Therapy for me was from age 19 to the present, 50 years, but not steadily, as I found that NO therapist actually could connect with me and my failings.
I now know I am classified as a Highly Sensitive Person (HSP)

Much Luck and Insight
Izzy

Title: Re: Dealing with a string of losses in life
Post by: Hopalong on January 04, 2009, 09:38:44 PM
Hi Dawning...
I'm sorry you're feeling sad.

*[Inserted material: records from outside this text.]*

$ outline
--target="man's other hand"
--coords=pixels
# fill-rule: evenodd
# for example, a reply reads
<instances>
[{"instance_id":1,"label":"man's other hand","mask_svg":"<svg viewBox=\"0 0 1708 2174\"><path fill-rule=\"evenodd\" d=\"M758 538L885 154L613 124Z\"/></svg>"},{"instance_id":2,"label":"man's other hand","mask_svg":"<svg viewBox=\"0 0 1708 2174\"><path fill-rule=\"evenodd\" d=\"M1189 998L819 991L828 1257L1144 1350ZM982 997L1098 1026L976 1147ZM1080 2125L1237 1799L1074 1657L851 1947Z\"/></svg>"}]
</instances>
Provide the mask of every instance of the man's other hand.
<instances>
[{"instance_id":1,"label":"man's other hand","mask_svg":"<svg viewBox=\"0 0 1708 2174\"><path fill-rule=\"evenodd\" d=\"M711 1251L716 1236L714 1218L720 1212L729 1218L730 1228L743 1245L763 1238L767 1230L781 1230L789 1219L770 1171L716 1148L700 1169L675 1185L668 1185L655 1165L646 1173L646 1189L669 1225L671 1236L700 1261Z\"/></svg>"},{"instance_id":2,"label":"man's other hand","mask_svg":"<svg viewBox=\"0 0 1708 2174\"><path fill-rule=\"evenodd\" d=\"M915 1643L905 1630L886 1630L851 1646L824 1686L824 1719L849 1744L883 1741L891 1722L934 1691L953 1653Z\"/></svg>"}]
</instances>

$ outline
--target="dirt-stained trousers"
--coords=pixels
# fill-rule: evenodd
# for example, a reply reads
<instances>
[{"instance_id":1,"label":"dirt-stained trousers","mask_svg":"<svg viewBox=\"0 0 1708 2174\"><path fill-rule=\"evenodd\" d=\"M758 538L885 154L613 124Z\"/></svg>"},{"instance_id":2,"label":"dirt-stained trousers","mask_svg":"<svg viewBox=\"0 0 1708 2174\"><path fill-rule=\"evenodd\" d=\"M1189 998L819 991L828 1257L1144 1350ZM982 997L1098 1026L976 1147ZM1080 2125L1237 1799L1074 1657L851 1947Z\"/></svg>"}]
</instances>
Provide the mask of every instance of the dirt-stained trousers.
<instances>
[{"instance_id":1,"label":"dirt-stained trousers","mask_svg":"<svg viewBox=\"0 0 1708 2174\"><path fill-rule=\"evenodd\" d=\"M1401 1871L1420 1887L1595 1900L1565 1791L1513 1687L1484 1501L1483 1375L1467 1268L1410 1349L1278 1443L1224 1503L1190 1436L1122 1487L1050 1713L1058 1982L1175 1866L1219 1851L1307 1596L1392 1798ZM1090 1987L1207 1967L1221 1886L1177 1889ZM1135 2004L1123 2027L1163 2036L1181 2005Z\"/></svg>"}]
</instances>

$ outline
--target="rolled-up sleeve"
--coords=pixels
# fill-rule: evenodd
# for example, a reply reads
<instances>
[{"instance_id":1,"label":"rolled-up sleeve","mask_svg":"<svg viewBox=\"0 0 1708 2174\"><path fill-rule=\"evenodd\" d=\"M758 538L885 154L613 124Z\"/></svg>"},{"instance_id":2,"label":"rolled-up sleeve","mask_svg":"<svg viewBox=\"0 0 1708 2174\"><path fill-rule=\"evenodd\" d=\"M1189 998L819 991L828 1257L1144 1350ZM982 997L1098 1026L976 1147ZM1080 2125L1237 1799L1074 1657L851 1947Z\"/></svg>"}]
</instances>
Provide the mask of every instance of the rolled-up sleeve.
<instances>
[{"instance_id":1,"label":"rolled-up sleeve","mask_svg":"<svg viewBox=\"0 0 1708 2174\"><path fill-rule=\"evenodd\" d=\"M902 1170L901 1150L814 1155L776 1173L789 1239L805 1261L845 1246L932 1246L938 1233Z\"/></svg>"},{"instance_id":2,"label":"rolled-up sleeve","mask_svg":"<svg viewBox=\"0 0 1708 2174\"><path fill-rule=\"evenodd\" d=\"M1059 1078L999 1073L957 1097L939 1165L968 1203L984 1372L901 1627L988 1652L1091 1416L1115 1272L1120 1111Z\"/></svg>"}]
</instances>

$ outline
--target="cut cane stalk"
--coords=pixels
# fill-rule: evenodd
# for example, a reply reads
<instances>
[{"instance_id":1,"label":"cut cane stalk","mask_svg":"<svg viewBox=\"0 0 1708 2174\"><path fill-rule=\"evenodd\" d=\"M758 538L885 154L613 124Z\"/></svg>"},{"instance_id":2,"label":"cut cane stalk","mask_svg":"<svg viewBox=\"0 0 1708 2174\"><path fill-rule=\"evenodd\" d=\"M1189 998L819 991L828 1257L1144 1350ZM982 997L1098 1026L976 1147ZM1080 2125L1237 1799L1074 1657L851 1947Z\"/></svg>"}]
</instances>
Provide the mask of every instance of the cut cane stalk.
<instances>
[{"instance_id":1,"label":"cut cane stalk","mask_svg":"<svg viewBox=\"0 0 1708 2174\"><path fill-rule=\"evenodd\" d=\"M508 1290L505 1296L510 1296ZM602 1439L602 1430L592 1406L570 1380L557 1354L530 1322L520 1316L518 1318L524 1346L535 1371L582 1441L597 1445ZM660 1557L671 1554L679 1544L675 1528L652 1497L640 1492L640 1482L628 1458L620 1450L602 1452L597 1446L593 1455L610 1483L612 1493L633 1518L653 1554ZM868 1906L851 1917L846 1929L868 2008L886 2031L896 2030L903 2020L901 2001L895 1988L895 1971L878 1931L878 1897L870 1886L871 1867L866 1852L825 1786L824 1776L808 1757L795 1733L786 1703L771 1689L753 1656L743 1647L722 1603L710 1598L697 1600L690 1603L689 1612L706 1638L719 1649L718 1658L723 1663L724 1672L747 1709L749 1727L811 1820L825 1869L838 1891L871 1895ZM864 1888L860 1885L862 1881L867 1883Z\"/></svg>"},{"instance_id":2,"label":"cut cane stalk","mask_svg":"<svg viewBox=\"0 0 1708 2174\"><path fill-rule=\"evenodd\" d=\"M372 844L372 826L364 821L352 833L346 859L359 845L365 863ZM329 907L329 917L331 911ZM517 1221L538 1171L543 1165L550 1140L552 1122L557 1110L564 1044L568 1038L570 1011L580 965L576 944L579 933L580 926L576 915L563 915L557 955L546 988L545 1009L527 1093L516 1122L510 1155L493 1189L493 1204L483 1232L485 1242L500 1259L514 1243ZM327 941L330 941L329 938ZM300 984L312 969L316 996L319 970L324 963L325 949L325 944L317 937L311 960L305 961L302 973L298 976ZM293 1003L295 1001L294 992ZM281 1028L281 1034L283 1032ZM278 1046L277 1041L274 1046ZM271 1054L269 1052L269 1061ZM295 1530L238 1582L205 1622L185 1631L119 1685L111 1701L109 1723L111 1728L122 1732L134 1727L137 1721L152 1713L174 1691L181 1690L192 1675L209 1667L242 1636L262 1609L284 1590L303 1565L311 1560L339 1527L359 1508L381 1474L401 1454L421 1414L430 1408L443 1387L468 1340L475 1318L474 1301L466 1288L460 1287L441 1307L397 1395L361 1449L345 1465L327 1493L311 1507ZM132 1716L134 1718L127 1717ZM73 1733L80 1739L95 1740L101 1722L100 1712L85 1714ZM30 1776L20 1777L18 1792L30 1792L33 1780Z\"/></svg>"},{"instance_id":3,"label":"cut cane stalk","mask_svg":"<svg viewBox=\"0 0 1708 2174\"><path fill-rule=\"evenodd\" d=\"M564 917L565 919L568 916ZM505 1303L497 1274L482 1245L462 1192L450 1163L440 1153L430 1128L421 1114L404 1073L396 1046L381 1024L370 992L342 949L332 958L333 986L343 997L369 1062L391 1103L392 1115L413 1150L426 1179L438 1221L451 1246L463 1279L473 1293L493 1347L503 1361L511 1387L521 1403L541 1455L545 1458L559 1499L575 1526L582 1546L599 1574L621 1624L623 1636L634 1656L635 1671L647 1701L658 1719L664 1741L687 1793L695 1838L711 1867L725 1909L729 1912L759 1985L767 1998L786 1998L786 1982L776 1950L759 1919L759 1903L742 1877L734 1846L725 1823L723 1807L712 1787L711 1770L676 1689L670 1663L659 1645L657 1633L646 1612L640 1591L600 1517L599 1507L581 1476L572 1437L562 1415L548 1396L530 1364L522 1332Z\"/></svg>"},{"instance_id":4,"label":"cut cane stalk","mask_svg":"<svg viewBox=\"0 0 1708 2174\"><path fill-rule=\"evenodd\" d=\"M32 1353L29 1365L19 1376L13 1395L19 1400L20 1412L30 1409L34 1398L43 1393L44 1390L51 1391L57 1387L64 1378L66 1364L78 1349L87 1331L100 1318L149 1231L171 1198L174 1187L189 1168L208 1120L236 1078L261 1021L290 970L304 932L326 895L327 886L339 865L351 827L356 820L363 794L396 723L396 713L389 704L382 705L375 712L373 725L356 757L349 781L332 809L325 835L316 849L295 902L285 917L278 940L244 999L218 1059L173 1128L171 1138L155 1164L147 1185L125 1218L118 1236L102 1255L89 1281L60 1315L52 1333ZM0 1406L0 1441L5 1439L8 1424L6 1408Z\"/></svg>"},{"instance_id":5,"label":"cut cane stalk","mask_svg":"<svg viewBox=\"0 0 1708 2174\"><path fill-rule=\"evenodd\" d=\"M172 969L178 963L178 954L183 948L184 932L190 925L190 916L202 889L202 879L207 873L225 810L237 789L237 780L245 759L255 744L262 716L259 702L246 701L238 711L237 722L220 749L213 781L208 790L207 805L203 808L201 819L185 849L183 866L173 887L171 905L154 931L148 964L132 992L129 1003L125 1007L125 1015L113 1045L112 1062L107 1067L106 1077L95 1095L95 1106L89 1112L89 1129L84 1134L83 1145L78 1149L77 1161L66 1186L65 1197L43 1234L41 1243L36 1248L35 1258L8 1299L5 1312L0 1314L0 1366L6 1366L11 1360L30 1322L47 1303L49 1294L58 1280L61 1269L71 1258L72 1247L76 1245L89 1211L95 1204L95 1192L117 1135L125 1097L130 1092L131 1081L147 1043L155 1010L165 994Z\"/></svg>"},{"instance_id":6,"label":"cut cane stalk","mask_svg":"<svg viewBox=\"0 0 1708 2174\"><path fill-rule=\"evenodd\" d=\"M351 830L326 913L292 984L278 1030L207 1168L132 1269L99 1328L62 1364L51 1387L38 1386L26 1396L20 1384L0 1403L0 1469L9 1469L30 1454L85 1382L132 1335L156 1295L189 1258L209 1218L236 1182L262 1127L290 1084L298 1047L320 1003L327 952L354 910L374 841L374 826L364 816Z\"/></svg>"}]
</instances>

I hope the new year will bring some new connections you can't even visualize now...

I would love to sit with you and enjoy Debussy.

Elgar, Mozart, Suk, Dvorak, Saint-Saens, Williams...on and on.

That is a real joy.

Sending you a hug and cup of friendship,

Hops
Title: Re: Dealing with a string of losses in life
Post by: lighter on January 05, 2009, 06:13:26 AM
Amber is PheonixRising and you;re right Izzy.... her story isn't listed on member's story board.

Lighter
Title: Re: Dealing with a string of losses in life
Post by: teartracks on January 07, 2009, 10:15:10 AM



((((((((((Dear Dawning,)))))))))))))))

There are so many levels on which I relate to you and the losses you've endured.

I wish I had simple answers to what to do about losses.  I don't.  A lot of it is simply enduring, even when  it seems pointless.   Identifying the 'point' always seems to come after the fact for me.   My faith in God sustains me.   

tt

Title: Re: Dealing with a string of losses in life
Post by: Dawning on January 10, 2009, 11:00:57 PM
Thank you for each and every reply.  I appreciate your responses and love.

In the last week, I have discovered within myself the breakthrough connection between loss and stress.  They are so connected with me and have been since I was born.  Whenever I encounter loss or even FEAR loss, the stress in my body elevates and I can actually feel this.  So I am sitting with it but it is fricking challenging!  I am also 44 years old so peri-menopausal.  If so, then I guess menopause can be a blessing because I haven't learnt about this connection until now.

Dawning, who is taking a break from making sage wands.   :)
Title: Re: Dealing with a string of losses in life
Post by: Overcomer on January 12, 2009, 11:30:20 AM
Dawning....I relate to you with the ability to feel the stress.  I, too, ache with stress.  I went to the doc and he put me on some meds for arthritis pain.....

The best advice I can give to you is to identify where you feel the voids and write down things that may fill the void........

Maybe adopt a child.  Or babysit for a friends child.....work in a nursery at church.

Join a club.

Change jobs.

I LOVE the acting class!!!  Be in the theatre!!  Go to the theatre.......make some fun for yourself!